Deze stellingname van Bos was zijn verstandigste uitspraak in de campagne, maar juist daarom had hij hem beter voor zich kunnen houden.

Onder lijsttrekker en later minister-president Wim Kok is de PvdA electoraal steeds verder teruggezakt. Pas bij de Kamerverkiezingen van 1998 boekte de partij voor het eerst sinds 1986 (toen Kok als fractievoorzitter aantrad) winst. Maar die maakte de voorgaande verliezen allerminst goed. Erger was dat de PvdA zich politiek volledig afhankelijk had gemaakt van Kok als minister-president, zonder dat deze zijn onmiskenbare successen en prestige zelfs maar probeerde af te laten stralen op zijn partij.
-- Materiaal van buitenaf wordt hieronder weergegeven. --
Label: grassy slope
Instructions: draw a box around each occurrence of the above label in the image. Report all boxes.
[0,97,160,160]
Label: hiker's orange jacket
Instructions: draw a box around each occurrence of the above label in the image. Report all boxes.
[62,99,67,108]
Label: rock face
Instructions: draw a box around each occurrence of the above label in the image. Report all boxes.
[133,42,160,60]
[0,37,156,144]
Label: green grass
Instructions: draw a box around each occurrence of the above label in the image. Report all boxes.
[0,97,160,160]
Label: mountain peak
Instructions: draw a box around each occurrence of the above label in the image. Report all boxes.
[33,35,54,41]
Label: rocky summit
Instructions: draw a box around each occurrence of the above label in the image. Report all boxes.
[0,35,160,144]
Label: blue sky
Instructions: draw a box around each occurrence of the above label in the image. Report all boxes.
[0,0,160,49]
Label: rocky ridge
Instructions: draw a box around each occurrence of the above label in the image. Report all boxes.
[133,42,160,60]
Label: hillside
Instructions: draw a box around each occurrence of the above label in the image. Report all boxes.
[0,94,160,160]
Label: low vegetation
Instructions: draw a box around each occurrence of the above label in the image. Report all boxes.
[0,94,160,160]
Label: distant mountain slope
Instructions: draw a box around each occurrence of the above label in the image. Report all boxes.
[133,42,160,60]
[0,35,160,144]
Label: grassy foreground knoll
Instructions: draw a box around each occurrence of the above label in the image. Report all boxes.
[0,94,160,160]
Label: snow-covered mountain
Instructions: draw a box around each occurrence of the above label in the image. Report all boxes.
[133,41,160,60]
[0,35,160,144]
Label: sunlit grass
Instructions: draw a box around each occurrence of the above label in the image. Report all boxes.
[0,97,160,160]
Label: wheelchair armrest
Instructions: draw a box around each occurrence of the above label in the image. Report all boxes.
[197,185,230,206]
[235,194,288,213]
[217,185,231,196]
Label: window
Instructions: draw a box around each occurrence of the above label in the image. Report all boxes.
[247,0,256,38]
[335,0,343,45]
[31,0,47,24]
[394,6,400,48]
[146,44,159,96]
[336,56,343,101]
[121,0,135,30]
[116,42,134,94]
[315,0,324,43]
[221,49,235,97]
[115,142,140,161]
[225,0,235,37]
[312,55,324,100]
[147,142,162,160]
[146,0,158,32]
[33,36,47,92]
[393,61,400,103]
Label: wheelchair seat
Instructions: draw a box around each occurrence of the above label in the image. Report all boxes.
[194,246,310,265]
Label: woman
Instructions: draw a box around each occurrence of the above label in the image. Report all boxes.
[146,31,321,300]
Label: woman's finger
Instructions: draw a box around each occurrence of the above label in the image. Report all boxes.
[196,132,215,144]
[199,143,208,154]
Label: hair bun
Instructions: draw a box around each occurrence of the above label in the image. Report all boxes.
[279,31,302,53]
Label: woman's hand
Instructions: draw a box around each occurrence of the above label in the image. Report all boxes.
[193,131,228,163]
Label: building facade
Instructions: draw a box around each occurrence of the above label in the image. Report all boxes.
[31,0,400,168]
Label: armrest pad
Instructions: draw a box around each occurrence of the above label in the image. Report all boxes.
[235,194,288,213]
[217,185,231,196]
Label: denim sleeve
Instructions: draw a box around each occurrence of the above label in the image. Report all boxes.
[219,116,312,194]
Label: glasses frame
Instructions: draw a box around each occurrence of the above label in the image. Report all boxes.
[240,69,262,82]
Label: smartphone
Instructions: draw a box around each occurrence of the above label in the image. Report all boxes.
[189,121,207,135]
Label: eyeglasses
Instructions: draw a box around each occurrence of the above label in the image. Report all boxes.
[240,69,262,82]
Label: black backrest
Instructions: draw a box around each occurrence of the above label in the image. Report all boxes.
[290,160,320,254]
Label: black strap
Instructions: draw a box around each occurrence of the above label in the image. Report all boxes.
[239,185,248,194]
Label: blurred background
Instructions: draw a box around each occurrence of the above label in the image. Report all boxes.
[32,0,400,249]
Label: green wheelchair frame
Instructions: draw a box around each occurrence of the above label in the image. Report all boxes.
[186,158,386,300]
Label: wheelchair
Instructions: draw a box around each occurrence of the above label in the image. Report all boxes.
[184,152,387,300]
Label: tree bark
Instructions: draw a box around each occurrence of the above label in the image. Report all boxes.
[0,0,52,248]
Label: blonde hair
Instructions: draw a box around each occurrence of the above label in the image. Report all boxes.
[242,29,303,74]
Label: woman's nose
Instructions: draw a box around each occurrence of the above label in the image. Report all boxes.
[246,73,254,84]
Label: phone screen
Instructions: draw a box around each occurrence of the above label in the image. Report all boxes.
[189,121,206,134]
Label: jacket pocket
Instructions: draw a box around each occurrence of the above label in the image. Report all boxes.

In 1977 won de PvdA tien zetels, op basis van het minister-presidentschap van Joop den Uyl. Maar de relatie tussen partij en partijleider lag toen geheel anders. De PvdA vond het kabinet-Den Uyl eigenlijk veel te rechts, en er was sprake van een grote spanning tussen kabinet en partij. Dat had even absurde als morbide kanten, maar het was partijpolitiek gezonder dan de transformatie tijdens 'Paars' van de PvdA in een dociele lijst-Kok.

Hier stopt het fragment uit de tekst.